The former Tottenham Hotspur and Newcastle United player, widely known as Gazza, was arrested at the Hilton Hotel in Gateshead, on Wednesday evening.
Nobody was injured and there was no violence and no damage to the hotel.
"A 40-year-old man has been detained," a spokesman for Northumbria Police said.
"We had received a report of concern for a 40-year-old man staying at the hotel. The man was detained under the Mental Health Act."
Gascoigne's last direct involvement in football was as manager of minor League club Kettering Town, a job he left in 2005.

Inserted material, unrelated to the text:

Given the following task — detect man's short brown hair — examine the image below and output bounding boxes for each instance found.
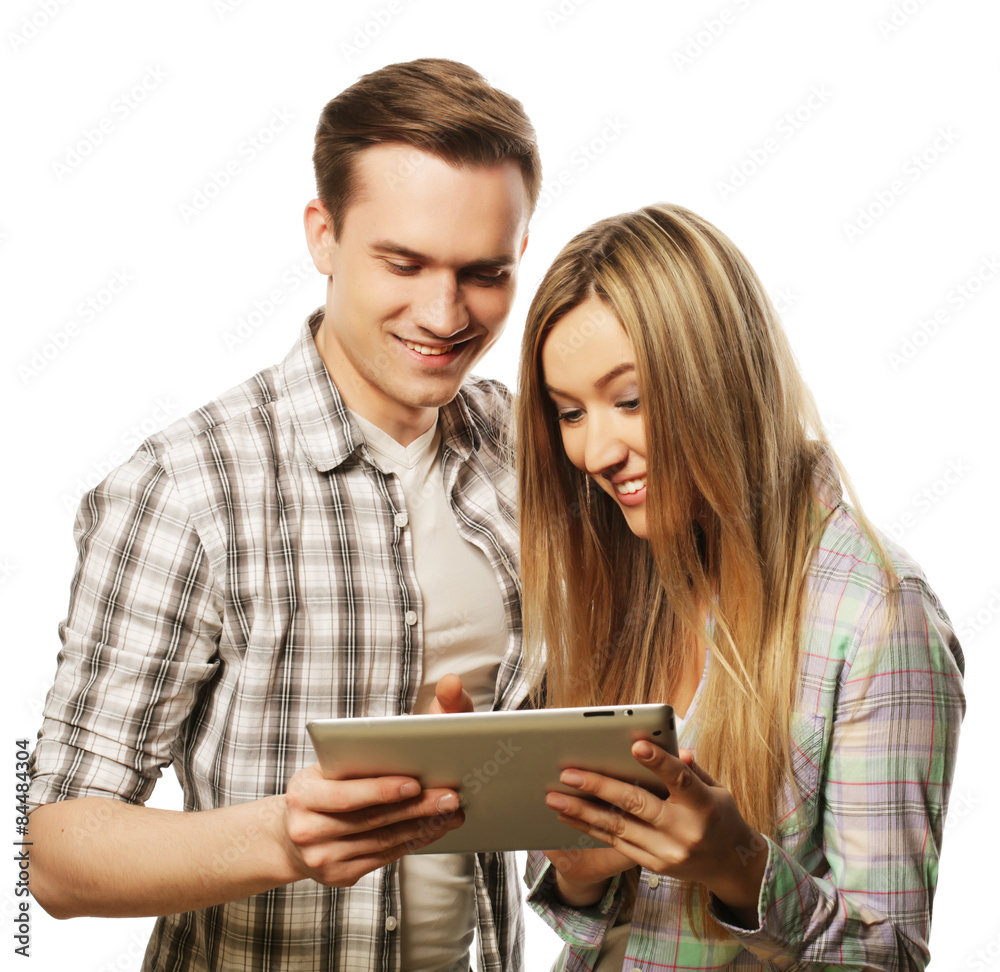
[313,58,541,237]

He was capped 57 times by England between 1988 and 1998 scoring 10 goals, and made international headlines during the 1990 World Cup finals in Italy.
Famously bursting into tears after receiving a yellow card in England's semi-final against West Germany, which would have seen him suspended for the final if England had qualified, he became a household name and "Gazzamania" was born.
He had already been identified as the most naturally gifted player of his generation, but hopes that his early promise would be fulfilled were seriously compromised playing for Spurs in the 1991 FA Cup final against Nottingham Forest.
Early in the match at Wembley Gascoigne made a reckless challenge on Gary Charles and seriously damaged his knee, delaying a move to Lazio in Italy for more than a year.
His Lazio career was also marred by injuries and inconsistent form and although he continued playing for England until 1998 and at the top level with Rangers, Everton and Middlesbrough, he never quite reached the heights he displayed as a youngster with Newcastle and Spurs.
His final ports of call as a player were with Chinese second division side Gansu Tianma before a brief reprise back in England with lowly Boston United.
Another short spell as manager of Kettering ended amid allegations that he had been drinking while at work.
Gascoigne has made tabloid headlines throughout the years for trouble off the field which he detailed in his 2004 biography "Gazza: My Story" including admissions of beating his wife Sheryl and other personal problems.
Ex-England manager Bobby Robson once endearingly referred to Gascoigne "being as daft as a brush" and while some of his antics were light-hearted pranks, a more troubled side to his character has always lurked in the background.